If your primary collecting focus is in collecting CM horses or hand-painted resins, you can say with some justification that every horse on your shelves is a one-of-a-kind model. Even if they're all painted by the same artist and in similar colours, it's a matter of fact that each hand-painted horse will be different from every other one.
Theoretically, the same could be said for any hand-painted factory-produced models. In fact, some OF collectors love to acquire all the subtle variations in paint shades and markings that they can find in their favourite molds. But factories are not really trying to create OOAK horses. They're trying for consistency. The fact that it's impossible to achieve just shows how many different uncontrollable factors go into the creation of a model horse.
Which is not to say that you cannot get true OOAK OF horses. Both Beswick and North Light used to offer customized colours to those who requested them. The collector would still be getting a horse done in the company's signature style and with its signature paints, but the colourway could be anything the collector fancied, from a portrait of her own horse to a representation of the horse she would love to own. Breyer and Stone also offer this service today, though at a considerable cost.
Additionally, Breyer, Stone, and Lakeshore offer Test pieces for sale from time to time, and Stone has not only the Design-a-Horse (DAH) program but also offers OOAK models to collectors as an actual section of their website offerings.
My one and only OOAK? (Photo from the Stone Company website)
Oddly, while I find myself reluctant to accept a Test piece as a OOAK, I sometimes wonder whether some of the Stone Design-a-Horse models might actually be OOAKs in disguise. A Test, after all, may be part of a Test Run (involving more than one model) or it may be such a successful test that it bears no visible difference from the models produced in the regular run.
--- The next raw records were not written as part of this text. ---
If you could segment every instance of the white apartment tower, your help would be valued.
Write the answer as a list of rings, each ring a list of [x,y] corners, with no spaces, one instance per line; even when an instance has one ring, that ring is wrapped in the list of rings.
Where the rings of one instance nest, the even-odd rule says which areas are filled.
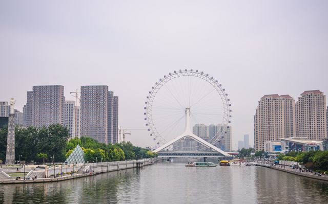
[[[65,101],[65,121],[64,125],[68,129],[70,136],[75,137],[75,102]]]
[[[81,86],[81,135],[108,144],[108,86]]]
[[[24,109],[24,126],[48,126],[65,122],[65,97],[61,85],[33,86],[27,92]]]
[[[319,90],[306,90],[296,103],[296,137],[320,140],[327,137],[326,97]]]
[[[264,95],[258,102],[254,116],[254,148],[264,149],[265,141],[295,135],[295,100],[289,95]]]
[[[80,134],[108,144],[118,142],[118,97],[106,85],[81,86]]]
[[[80,108],[79,106],[75,105],[74,107],[74,137],[80,138]]]

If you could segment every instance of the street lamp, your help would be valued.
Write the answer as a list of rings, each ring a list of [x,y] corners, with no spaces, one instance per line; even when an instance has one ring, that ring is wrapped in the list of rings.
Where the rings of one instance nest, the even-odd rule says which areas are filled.
[[[55,154],[54,154],[53,157],[50,156],[50,159],[52,158],[52,163],[53,163],[53,178],[55,178],[56,175],[55,172]]]

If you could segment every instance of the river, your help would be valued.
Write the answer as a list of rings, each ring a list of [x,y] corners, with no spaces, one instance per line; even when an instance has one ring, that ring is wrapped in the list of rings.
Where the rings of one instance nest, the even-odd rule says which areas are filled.
[[[160,162],[52,183],[0,185],[0,203],[327,203],[328,182],[262,167]]]

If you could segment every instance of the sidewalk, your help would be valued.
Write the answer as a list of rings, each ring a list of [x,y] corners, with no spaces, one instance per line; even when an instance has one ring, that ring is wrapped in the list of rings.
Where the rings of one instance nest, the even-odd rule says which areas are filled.
[[[257,163],[256,165],[257,166],[260,166],[264,167],[270,168],[271,169],[276,169],[279,171],[284,171],[285,172],[292,173],[293,174],[296,174],[302,176],[305,176],[309,178],[315,178],[319,180],[325,180],[328,182],[328,175],[321,175],[318,176],[318,175],[315,175],[314,172],[300,172],[296,169],[293,169],[292,167],[288,166],[283,166],[282,167],[281,165],[274,165],[273,166],[271,166],[270,164],[265,164],[265,163]]]

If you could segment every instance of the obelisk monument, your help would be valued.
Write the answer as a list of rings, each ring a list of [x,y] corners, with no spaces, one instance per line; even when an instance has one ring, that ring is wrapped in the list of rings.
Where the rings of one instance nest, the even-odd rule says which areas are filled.
[[[10,99],[10,113],[8,118],[8,132],[7,137],[7,153],[6,164],[14,164],[15,163],[15,114],[14,106],[15,100]]]

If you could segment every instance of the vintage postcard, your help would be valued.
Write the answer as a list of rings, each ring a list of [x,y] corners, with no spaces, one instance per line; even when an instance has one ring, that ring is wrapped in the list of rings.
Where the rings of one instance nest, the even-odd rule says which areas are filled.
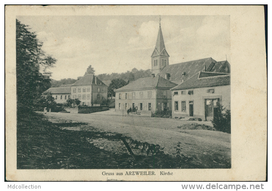
[[[264,181],[262,6],[6,6],[6,179]]]

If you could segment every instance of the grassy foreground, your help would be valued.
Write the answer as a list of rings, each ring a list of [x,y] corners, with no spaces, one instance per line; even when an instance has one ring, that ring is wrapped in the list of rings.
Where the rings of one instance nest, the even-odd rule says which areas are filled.
[[[190,163],[182,154],[165,154],[158,145],[140,143],[118,133],[92,131],[70,131],[65,126],[83,123],[53,123],[41,114],[21,116],[17,119],[17,168],[202,168]],[[90,129],[90,126],[88,126]],[[122,140],[141,148],[142,154],[106,151],[88,141],[102,138]]]

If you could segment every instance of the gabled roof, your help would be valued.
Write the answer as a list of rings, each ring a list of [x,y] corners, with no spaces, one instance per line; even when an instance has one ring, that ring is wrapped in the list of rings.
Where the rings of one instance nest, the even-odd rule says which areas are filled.
[[[165,49],[164,41],[163,41],[163,37],[162,36],[162,32],[161,32],[160,25],[159,25],[159,33],[158,34],[155,49],[154,49],[151,57],[153,57],[154,56],[159,56],[159,55],[169,57],[169,55]]]
[[[154,77],[147,77],[139,78],[130,82],[126,86],[115,90],[115,92],[156,88],[170,89],[174,88],[177,85],[158,75]]]
[[[218,75],[215,75],[215,74]],[[184,82],[172,89],[171,90],[221,86],[230,84],[230,75],[228,73],[200,71]]]
[[[230,65],[227,61],[217,62],[211,64],[207,71],[214,72],[230,73]]]
[[[63,84],[61,85],[60,87],[71,87],[72,84]]]
[[[186,80],[196,72],[203,70],[204,66],[207,69],[212,63],[216,62],[216,61],[212,58],[207,58],[172,64],[165,67],[159,74],[161,76],[165,76],[165,73],[170,73],[171,75],[170,80],[171,81],[181,81],[182,78]],[[182,76],[183,72],[185,72],[184,76]]]
[[[59,87],[59,88],[50,88],[47,90],[45,91],[44,93],[50,92],[52,94],[70,94],[71,93],[71,87]]]
[[[79,80],[72,84],[71,86],[89,85],[95,84],[95,77],[96,77],[96,84],[105,85],[104,83],[93,74],[86,74]]]

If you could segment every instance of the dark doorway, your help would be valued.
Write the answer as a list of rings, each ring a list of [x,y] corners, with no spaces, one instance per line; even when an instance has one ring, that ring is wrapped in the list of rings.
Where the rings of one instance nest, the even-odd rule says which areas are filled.
[[[194,102],[189,101],[189,113],[190,117],[194,116]]]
With Design-a-Horse -- who knows? There are enough choices of colours, patterns, bodies, and markings on offer each month that it seems to me highly probable that the horse one person designs will be unlike any horse designed by anyone else. However, there's nothing stopping Stone from liking a certain DAH piece so much that they decide to use the design in a regular run. The problem in both cases is that you'll never know.
My skepticism about the likelihood of any one horse being truly OOAK stems primarily from my dealings with Stone. I currently own one Stone Test piece, four DAH horses, and one OOAK. The Test, for the Midwest Horse Fair Weanling "Foolish Pride," looks for all the world like all the Weanlings from the actual run I have ever seen -- definitely not OOAK. My four DAHs -- a grulla English Pony, a chocolate palomino Thoroughbred, a sorrel Mustang, and a silver bay Chips Warmblood -- all have no twins on the Stone Horse Reference database, so as far as I can tell they are all OOAK, at least for now. And my only OOAK, a kind of champagne appaloosa Ideal Stock Horse released under the name "Wheatena," is OOAK -- so far. Since she was marketed as OOAK by Stone I would not expect them to ever create another one on their own, but who knows if it might not be possible, some time in the future, for someone to design a mighty similar horse?
So how do you really know when you have a OOAK on your shelves? Well, if the horse is actually marketed as OOAK, you can be pretty confident that it is just that -- and probably (but not certainly) will remain so. Beyond that ... well, you pays your money and you takes your chances, and for some the risk definitely pales in significance compared to the reward.